Type Default Details
sym Symbol to document
renderer NoneType None Optional renderer (defaults to markdown)
name str | None None Optionally override displayed name of sym
title_level int 3 Heading level to use for symbol name

source

LRFinderCB

 LRFinderCB (gamma=1.3, max_mult=3)

Find an apopriate learning rate by increasing it by a constant factor for each batch until the loss diverges

learn = AutoencoderTrainer(
    get_ae_model(),
    dls,
    F.mse_loss,
    lr=1e-5,
    cbs=cbs,
    opt_func=torch.optim.AdamW,
).lr_find()
20.00% [2/10 00:07<00:29]
loss epoch train
1.294 0 train
1.068 1 train

56.67% [17/30 00:01<00:01 1.987]
/home/jeremy/micromamba/envs/slowai/lib/python3.11/site-packages/torchmetrics/utilities/prints.py:43: UserWarning: Encountered `nan` values in tensor. Will be removed.
  warnings.warn(*args, **kwargs)  # noqa: B028

It looks like 1e-2 is a good learning rate.

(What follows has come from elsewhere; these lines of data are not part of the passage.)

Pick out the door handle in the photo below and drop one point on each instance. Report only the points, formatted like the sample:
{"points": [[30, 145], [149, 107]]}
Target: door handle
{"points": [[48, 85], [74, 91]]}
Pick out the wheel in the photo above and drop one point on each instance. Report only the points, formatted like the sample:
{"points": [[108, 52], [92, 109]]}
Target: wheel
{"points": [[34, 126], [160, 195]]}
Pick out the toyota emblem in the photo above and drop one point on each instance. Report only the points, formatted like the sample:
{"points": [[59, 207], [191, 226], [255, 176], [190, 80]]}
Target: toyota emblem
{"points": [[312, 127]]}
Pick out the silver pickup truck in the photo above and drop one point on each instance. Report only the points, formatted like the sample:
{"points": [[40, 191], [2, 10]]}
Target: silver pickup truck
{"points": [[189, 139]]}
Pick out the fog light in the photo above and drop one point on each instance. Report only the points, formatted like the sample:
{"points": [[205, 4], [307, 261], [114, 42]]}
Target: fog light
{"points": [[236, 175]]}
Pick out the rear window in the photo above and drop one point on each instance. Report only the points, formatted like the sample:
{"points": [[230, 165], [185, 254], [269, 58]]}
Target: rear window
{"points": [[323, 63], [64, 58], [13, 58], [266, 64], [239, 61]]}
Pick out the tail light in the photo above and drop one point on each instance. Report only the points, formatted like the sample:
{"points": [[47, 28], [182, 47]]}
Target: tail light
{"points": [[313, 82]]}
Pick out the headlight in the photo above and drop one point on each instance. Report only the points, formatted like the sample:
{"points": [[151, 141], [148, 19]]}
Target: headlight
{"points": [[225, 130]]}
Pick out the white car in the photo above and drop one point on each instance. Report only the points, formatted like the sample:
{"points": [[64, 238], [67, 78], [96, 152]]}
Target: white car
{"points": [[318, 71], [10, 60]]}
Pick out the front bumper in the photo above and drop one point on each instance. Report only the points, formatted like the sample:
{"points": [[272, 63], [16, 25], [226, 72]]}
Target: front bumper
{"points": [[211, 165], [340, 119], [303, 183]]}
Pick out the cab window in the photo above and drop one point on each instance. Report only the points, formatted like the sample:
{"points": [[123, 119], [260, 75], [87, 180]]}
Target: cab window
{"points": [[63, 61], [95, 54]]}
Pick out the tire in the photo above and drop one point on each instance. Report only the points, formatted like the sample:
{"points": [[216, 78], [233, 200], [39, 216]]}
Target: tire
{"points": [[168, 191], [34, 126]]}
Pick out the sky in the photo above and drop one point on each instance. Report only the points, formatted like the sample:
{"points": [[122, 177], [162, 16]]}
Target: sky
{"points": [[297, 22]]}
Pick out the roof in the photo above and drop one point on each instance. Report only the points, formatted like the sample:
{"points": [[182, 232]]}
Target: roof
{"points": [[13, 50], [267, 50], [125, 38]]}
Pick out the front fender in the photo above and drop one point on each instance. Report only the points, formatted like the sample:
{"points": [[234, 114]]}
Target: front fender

cbs = [MetricsCB(), DeviceCB(), ProgressCB(plot=True), MomentumCB()]
learn = AutoencoderTrainer(
    get_ae_model(),
    dls,
    F.mse_loss,
    lr=1e-2,
    cbs=cbs,
    opt_func=torch.optim.AdamW,
).fit(2)
viz(model, xbt)
loss epoch train
0.905 0 train
0.625 0 eval
0.592 1 train
0.563 1 eval

Again, not especially impressive.

We’ll write some tools to diagnose model issues in the next notebook.